World War II: Canada and the Road to Japanese Internment.
As an American now attending University in Canada, this is the first time I have ever heard of Japanese Internment anywhere other than the United States. This is my first Canadian History course, and throughout the course I have found so much of the history parallels with American History. I also find a lot of Canadian History excluded from American History, but why? When the United States is so closely tied to Canada, even though it may seem that American History should only deal with events concerning America and vice versa. But after analyzing these two scholarly articles about Japanese Internment in Canada, American and Canadian influence on the Japanese during World War II was basically one in the same. Whatever moves the United States made, Canada tried to follow in their footsteps and vice versa as well. The shared west coast of America and Canada played a major role concerning the ties between American and Canadian History.
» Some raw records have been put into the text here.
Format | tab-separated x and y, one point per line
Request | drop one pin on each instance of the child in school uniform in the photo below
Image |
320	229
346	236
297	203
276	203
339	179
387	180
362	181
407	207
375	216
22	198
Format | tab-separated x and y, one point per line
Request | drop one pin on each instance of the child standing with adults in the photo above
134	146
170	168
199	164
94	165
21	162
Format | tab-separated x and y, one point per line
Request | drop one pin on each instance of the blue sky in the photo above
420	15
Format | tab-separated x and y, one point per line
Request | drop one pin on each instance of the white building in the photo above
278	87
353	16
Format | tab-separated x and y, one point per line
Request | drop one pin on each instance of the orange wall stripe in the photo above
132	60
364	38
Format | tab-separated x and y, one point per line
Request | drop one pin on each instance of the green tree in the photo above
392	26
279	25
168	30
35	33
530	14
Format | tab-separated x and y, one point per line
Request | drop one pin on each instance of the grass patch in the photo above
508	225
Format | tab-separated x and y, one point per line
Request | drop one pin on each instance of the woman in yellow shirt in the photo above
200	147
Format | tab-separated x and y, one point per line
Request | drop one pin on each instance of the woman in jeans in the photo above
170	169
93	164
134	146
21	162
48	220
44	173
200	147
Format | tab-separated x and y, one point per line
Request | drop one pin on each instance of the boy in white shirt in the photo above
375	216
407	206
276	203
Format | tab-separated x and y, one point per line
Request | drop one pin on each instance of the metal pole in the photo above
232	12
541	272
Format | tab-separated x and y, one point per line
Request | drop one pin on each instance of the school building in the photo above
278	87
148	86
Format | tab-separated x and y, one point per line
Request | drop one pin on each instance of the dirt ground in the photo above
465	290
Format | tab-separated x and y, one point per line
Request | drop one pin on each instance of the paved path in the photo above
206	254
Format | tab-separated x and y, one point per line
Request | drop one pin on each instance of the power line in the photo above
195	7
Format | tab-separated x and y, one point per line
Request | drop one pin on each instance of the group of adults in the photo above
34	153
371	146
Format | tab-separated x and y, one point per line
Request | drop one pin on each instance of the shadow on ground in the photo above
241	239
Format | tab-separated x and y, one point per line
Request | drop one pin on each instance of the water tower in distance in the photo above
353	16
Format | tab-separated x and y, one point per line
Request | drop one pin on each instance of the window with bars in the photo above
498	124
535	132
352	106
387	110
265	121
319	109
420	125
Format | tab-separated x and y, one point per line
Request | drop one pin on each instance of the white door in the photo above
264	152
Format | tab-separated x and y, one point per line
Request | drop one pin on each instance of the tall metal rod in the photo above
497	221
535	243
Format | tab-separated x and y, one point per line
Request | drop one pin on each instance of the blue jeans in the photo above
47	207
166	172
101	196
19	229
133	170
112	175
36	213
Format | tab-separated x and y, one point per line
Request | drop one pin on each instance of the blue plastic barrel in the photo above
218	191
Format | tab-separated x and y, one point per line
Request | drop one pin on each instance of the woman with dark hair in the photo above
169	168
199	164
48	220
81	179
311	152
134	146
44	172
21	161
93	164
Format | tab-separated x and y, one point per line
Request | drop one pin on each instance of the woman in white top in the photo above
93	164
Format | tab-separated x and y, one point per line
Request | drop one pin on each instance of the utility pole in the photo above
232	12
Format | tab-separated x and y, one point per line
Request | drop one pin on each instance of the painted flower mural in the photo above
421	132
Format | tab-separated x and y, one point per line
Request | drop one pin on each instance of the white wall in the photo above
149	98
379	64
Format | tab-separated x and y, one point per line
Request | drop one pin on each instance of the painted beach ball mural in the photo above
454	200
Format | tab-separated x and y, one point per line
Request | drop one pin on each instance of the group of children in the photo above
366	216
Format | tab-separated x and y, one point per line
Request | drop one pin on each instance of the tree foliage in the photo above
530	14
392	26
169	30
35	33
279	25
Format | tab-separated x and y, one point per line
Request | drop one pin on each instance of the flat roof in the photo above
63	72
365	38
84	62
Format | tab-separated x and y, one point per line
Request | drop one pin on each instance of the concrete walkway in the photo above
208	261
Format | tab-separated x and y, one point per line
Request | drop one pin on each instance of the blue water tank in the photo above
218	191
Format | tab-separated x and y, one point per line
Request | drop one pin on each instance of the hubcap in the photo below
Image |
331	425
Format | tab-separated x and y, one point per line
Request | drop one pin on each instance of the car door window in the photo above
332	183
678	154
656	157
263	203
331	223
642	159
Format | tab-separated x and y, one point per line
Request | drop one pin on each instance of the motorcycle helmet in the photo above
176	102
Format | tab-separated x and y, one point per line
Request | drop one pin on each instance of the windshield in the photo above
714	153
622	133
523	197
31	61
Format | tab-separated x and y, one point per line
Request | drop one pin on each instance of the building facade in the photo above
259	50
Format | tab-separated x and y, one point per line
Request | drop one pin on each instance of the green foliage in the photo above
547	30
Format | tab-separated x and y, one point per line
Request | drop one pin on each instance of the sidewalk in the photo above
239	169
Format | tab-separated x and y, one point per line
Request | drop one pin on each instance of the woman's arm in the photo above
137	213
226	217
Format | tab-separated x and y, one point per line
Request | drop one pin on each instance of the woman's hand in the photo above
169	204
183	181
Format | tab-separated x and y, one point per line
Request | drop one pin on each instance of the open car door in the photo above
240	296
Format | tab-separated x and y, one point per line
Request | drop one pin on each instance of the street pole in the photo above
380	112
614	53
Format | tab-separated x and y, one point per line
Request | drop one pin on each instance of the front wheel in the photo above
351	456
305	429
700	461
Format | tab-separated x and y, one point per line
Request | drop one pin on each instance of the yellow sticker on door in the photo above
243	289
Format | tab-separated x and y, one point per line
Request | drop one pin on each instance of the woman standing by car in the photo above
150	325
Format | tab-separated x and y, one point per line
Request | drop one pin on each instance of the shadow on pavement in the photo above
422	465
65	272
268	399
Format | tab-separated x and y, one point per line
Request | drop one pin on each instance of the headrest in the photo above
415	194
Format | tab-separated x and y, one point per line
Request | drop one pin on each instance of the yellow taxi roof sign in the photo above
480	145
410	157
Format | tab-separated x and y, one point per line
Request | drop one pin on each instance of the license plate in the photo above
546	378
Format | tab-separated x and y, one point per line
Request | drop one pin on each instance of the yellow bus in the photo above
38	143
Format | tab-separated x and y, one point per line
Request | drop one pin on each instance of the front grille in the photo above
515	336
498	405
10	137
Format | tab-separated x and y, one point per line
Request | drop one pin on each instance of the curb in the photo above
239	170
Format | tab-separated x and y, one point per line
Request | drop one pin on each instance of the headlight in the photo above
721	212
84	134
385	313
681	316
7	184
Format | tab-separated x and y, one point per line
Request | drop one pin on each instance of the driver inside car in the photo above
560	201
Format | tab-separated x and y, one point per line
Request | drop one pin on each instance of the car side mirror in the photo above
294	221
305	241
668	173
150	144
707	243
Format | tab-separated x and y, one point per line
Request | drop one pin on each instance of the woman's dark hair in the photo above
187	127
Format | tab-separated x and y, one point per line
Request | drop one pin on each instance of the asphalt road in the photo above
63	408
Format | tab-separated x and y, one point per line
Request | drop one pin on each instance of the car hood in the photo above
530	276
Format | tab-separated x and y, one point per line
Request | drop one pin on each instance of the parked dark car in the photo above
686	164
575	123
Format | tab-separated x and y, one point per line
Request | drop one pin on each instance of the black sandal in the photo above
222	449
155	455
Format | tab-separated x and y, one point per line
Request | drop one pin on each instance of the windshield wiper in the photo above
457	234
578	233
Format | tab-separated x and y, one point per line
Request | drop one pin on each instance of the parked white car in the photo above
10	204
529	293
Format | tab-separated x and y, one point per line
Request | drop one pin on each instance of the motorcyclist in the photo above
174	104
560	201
Even though this information is somewhat irrelevant to what will be discussed in this paper, I still believe it has major importance that Canadian History should be recognized in the United States and this is a prime example of why it should be. .
In August 1944 Prime Minister King told the House of Commons that "no person of Japanese race born in Canada has been charged with any act of sabotage of disloyalty during the years of war." In his account, Ken Adachi added that "no alien Japanese or naturalized citizen had ever been found guilty of the same crime." Those statements are undoubtedly true, but they do not tell the whole story. (Granastein and Johnson 111).
These two articles, "British Columbia and the Japanese Evacuation" and "The Evacuation of the Japanese Canadians, 1942: A Realist Critique of the Received Version", do tell us the whole story. Both show the hysteria and hatred of the Japanese in Canada during World War II, but they demonstrate how in various ways.